In this thesis, we present some approximation algorithms for the following clustering problems: Minimum Sum of Radii (MSR), Minimum Sum of Diameters (MSD), and Unsplittable Capacitated Facility Location (UCFL). Given a metric (V,d) and an integer k, we consider the problem of partitioning the points of V into k clusters so as to minimize the sum of radii (MSR) or the sum of diameters (MSD) of these clusters. We call a cluster containing a single point, a singleton cluster. For the MSR problem when singleton clusters are not allowed, we give an exact algorithm for metrics induced by unweighted graphs. For the MSD problem on the plane with Euclidean distances, we present a polynomial time approximation scheme. In addition, we settle the open problem of complexity of the MSD problem with constant k by giving a polynomial time exact algorithm in this case. In the (uniform) UCFL problem, we are given a set of clients and a set of facilities where client j has demand dj, each facility i has capacity u and opening cost fi, and a metric cost cij which denotes the cost of serving one unit of demand of client j at facility i. The goal is to open a subset of facilities and assign each client to exactly one open facility so that the total amount of demand assigned to each open facility is no more than u, while minimizing the total cost of opening facilities and serving clients.

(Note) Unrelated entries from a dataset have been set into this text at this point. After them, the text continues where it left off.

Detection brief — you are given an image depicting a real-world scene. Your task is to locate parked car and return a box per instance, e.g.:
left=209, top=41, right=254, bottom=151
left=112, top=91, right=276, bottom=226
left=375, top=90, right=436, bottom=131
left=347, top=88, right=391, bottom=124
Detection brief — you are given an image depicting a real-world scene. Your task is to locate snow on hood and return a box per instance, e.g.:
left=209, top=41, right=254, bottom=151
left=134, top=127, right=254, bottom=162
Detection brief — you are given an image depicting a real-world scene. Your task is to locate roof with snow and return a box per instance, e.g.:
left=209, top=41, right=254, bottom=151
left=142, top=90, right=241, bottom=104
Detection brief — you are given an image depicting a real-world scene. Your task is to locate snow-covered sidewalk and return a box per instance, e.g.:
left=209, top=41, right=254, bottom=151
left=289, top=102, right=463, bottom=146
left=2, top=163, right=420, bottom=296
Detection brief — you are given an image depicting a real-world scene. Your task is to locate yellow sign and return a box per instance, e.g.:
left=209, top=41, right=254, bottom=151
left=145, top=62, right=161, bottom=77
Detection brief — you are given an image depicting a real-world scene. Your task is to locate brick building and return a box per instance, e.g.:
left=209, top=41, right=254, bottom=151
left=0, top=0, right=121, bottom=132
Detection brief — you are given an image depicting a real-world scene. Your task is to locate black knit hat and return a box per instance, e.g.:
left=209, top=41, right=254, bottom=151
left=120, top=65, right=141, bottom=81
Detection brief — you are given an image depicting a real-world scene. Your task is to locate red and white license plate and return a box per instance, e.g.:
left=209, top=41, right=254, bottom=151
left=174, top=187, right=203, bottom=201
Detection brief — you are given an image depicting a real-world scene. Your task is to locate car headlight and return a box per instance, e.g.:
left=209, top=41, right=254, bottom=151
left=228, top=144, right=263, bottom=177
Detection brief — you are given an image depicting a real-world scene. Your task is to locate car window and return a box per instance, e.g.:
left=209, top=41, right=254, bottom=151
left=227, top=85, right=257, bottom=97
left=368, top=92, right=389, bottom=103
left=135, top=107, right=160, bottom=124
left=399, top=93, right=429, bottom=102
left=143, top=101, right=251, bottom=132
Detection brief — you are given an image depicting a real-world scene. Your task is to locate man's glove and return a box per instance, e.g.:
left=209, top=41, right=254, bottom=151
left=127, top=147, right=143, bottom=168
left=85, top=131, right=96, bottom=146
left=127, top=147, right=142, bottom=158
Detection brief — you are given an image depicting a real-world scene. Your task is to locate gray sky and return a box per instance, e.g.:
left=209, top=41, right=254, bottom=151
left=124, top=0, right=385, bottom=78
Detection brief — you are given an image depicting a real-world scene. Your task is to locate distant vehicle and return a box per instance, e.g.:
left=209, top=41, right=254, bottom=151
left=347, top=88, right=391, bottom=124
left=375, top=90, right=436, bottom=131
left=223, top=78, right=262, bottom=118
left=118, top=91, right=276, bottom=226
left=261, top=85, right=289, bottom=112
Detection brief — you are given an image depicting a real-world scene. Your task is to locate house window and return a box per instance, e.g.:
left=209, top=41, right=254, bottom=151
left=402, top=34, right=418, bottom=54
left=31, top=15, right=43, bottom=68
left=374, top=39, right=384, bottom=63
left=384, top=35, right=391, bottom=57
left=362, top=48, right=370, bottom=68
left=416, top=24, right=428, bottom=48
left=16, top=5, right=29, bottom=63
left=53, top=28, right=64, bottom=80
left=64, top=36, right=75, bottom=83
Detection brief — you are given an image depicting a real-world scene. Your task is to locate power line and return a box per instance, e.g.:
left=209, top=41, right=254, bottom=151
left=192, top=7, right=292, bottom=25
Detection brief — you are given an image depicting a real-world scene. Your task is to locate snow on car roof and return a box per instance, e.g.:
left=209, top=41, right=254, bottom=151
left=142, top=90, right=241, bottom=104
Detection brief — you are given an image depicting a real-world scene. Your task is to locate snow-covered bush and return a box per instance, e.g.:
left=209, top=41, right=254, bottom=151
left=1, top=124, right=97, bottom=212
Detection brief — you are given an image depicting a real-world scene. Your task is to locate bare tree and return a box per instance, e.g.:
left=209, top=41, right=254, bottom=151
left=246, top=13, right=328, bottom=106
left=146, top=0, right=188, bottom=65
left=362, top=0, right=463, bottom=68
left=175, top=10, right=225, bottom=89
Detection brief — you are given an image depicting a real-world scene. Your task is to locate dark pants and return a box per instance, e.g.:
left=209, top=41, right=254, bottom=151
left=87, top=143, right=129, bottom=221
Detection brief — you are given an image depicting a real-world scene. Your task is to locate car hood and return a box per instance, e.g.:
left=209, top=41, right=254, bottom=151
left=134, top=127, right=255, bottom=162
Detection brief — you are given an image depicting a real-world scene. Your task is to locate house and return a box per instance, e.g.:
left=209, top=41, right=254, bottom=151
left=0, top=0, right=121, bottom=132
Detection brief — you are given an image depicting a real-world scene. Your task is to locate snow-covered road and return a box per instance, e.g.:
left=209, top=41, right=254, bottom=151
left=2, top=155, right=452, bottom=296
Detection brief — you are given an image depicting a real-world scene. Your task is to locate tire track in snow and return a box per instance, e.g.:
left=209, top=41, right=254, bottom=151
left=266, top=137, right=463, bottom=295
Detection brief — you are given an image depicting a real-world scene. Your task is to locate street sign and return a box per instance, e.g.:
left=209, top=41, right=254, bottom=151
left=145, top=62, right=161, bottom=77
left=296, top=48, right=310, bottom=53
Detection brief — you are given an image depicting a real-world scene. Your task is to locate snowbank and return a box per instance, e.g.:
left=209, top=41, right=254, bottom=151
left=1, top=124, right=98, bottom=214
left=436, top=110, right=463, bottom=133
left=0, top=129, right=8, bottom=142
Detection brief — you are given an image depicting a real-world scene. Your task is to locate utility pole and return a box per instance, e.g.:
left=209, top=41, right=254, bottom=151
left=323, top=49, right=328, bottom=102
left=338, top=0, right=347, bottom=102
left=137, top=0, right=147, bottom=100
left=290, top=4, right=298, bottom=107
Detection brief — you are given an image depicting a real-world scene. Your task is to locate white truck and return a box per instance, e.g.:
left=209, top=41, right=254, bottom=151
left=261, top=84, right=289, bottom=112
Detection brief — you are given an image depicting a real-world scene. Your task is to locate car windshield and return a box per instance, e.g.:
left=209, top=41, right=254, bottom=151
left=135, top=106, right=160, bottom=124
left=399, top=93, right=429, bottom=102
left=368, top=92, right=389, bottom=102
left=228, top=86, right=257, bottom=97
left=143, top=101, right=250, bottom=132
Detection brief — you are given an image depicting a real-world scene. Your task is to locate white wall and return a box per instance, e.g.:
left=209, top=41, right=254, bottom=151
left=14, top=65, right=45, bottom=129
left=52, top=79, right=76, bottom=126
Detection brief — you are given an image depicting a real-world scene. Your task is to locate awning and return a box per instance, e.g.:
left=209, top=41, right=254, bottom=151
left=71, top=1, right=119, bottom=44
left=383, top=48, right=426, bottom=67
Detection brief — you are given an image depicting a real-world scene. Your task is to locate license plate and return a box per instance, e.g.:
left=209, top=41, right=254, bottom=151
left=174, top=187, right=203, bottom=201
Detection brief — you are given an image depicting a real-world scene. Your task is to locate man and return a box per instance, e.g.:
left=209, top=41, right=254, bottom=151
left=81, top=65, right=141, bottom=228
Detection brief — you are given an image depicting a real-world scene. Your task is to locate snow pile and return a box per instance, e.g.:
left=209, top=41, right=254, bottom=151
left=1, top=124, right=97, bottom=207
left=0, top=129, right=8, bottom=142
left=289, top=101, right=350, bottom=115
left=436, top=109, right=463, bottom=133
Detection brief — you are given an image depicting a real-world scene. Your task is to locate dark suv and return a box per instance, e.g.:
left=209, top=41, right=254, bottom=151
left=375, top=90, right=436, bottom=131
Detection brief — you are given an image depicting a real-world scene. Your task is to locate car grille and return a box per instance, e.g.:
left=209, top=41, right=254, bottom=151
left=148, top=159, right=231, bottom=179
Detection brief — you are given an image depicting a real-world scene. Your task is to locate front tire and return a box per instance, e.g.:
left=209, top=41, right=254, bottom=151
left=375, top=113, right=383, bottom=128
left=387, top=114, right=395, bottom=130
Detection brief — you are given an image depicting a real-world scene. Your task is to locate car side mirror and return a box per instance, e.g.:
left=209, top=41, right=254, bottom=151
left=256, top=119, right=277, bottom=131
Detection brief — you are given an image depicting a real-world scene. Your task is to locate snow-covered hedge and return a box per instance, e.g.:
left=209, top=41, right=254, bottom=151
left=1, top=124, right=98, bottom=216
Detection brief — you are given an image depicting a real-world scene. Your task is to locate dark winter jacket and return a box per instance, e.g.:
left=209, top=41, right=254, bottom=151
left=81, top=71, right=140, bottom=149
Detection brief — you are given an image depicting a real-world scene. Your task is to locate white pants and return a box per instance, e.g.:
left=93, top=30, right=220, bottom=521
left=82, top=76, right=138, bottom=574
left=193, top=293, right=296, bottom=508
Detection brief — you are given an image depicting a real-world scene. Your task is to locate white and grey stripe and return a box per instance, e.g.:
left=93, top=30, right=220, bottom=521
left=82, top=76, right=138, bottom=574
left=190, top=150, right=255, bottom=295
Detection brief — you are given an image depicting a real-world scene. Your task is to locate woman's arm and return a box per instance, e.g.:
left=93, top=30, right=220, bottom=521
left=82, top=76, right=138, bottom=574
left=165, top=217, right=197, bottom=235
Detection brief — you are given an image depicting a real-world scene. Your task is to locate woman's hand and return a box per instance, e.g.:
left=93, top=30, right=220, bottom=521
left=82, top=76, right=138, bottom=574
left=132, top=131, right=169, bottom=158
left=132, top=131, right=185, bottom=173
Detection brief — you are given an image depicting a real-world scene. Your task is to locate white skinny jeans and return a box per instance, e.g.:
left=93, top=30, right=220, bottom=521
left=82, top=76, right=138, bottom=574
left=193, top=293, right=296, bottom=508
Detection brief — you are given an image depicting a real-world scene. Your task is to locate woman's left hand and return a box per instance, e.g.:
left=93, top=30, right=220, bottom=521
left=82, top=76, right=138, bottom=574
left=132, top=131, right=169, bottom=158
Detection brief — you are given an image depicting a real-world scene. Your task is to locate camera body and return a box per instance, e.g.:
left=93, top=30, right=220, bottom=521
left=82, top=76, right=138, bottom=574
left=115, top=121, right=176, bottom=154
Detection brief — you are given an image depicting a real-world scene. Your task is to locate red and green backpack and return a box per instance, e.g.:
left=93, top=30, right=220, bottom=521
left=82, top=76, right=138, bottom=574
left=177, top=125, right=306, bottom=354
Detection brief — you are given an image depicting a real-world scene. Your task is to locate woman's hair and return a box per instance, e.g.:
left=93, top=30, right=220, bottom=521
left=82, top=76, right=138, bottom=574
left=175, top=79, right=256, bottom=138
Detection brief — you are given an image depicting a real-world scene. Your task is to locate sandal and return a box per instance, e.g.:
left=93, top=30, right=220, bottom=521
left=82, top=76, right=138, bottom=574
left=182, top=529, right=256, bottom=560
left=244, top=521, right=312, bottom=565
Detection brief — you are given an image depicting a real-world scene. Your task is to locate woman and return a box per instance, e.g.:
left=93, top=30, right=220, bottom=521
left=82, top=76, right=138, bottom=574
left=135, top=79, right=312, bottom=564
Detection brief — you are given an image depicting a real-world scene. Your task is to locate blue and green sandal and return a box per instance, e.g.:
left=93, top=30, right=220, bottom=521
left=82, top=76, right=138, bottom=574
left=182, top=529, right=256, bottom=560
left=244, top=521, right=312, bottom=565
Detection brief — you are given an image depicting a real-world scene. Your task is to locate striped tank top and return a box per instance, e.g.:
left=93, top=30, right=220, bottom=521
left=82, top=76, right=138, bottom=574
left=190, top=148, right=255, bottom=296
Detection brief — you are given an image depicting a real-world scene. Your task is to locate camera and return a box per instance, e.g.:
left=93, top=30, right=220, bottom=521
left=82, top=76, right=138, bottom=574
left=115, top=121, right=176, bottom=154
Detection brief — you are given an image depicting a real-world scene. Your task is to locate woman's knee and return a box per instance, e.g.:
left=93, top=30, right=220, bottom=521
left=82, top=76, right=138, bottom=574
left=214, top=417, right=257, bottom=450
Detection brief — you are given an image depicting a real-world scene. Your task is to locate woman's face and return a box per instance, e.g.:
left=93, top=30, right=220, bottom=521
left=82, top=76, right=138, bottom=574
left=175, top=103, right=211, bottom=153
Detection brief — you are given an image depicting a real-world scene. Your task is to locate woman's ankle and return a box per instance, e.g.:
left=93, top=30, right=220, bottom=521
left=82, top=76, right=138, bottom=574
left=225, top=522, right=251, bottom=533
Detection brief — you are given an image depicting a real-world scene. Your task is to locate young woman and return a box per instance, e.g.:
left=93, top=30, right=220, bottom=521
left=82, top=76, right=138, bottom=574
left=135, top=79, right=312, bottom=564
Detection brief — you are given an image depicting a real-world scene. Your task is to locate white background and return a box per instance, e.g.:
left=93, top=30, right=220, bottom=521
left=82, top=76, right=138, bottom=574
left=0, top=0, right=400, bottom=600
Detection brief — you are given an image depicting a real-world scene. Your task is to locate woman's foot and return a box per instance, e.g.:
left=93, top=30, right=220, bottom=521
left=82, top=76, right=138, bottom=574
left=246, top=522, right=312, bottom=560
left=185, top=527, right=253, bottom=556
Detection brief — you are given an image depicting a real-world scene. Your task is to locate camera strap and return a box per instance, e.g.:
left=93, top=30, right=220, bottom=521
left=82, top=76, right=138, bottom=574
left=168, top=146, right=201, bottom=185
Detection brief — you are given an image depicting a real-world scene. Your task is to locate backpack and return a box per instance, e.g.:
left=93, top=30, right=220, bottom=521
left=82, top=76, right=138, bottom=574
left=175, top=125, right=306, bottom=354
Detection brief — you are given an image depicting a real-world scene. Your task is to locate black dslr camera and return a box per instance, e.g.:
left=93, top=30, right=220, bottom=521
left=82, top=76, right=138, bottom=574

As it is NP-hard to give a solution without violating the capacities, we consider bicriteria (α,β)-approximation algorithms, where these algorithms return a solution whose cost is within factor α of the optimum and violates the capacity constraints within factor β. We present the first constant approximations with violation factor less than 2. In addition, we present a quasipolynomial time (1 + e; 1 + e)-approximation for the (uniform) UCFLP in Euclidean metrics, for any constant e > 0.